Nordic walking is also reckoned to strengthen bones, reduce back pain, and alleviate neck and shoulder tension. Using the straps on the poles strengthens the wrists and can reduce the symptoms of repetitive strain injury. Because, unlike jogging, it reduces pressure on the knees, you can do it safely if you're elderly or overweight. It's great to be striding across parks or forests, but you can also do it on city streets, beaches - virtually anywhere you like.
"The other good thing is that it's sociable and you can exercise with people of all fitness levels," says Christie. "If one person is fitter than the other, they can still walk at the same speed but the fitter person can put more upper body effort into it to intensify the workout."
So, is it too good to be true?

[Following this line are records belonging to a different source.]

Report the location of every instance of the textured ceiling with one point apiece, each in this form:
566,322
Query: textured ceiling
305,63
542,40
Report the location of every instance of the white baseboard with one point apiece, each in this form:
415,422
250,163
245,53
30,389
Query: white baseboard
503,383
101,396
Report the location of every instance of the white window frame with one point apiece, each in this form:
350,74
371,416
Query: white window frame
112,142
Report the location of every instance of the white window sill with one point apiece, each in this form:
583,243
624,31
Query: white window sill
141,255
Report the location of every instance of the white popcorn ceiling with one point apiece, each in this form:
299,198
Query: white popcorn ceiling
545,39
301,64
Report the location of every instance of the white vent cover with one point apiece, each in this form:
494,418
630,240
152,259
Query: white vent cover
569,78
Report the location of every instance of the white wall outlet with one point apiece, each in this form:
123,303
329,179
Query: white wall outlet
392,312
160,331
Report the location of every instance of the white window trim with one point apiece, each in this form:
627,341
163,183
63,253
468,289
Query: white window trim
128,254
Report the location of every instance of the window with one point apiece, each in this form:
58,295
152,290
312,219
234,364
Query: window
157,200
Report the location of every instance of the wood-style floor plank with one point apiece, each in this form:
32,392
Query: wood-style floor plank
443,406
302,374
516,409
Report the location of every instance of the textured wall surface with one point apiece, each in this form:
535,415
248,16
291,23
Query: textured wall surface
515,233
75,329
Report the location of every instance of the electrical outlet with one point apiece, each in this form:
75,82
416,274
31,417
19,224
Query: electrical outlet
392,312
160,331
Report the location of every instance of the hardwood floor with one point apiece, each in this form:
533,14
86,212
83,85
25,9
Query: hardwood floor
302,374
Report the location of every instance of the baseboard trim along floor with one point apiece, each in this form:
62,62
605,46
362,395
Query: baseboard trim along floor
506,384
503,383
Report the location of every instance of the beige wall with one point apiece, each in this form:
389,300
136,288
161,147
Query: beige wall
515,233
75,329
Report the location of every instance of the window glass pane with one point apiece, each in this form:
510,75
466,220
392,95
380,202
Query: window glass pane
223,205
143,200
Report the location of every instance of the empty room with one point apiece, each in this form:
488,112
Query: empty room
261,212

On the basis of my one outing, apparently not. The only obstacle I can see is that the poles are quite expensive (the best ones, by Finnish makers Exel, start at £70, although there are cheaper ones), and there's no getting away from it - you do feel self-conscious.
"That will change if more people get out there and do it," says Christie. An increase in the number of classes means you don't have to do it on your own. I thoroughly enjoyed charging over the heath, and afterwards I felt happy and hungry, but not exhausted. The next day, my legs and shoulders were aching, so it must work. It is the only exercise I have done that I would not dread doing regularly - and if you do decide to laugh at me, well, I'm the one wielding two sticks.